NVIDIA GeForce Experience App Aims To Simplify Game Settings, Get You Playing Faster

PC gaming has long had a reputation for being more difficult to get into than consoles, due to the plethora of potential hardware combinations and the pitfalls of bargain-basement OEM systems. PC gamers are used to seeing minimum game specs that occasionally imply the marketing department lives in an alternate dimension, but the question of what the consumer experiences once they actually launch a title is almost never discussed.

Some games err on the side of settings that maintain a high frame rate at the expense of quality, while others pick presets that could choke a sperm whale. It's almost never clear how these values are calculated and the detection algorithms leave much to be desired. Back when DX10 was new, for example, games would often enable it automatically, even when DX9 was a much better option for a lower-end card.

NVIDIA wants to improve the end result of this process, without requiring gamers to spend time in configuration menus they don't understand. The company is launching the GeForce Experience closed beta today, and the early product is impressive.

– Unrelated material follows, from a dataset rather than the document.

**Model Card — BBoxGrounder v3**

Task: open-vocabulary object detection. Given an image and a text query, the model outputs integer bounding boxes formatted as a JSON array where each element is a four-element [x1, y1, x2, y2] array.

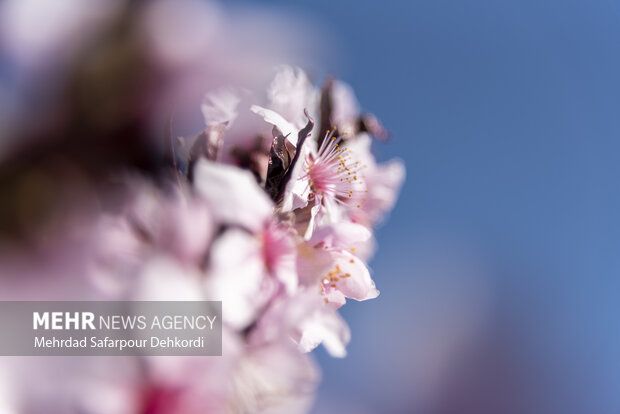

Here's how it works: NVIDIA gathers an enormous amount of performance data from widely disparate sources. Reviewers often test brand-new games under a variety of scenarios. The company works with game developers to optimize both game engines and its own drivers before a title hits the market using a farm of systems with different configurations. Games are internally tested for driver compatibility, and customers provide feedback via public forums. The net result is a comprehensive database of how any given game will perform on a wide range of hardware.



The goal of the GeForce Experience application is to streamline optimization. Instead of depending on individual games to handle it, NVIDIA's own software will select the best settings for a given title depending on your system configuration. These settings aren't just picked by a superior algorithm; human testing is an integral part of the process.

The closed beta that goes live today is limited to 10,000 users and initially supports about 32 games. The current goal is to get user feedback; NVIDIA hasn't given a firm date for when it will launch the service, but early 2013 is likely. The GeForce Experience application will be capable of tracking driver updates, and functioning as a one-stop-shop for launching games on services like Steam and Origin.



Users will be able to control whether or not Optimized settings are applied on a game-by-game basis, the GeForce Experience app can be used to launch programs from different services, and power users, who prefer to tweak under the hood, still have the ability to do so.

Even as a devoted tweaker / modder, I'm glad to see this sort of project. Everyone has moments when they want to jump into a new game and play it without fussing with settings and adjustments. If the GeForce Experience application can make that easier, we're all in favor of it.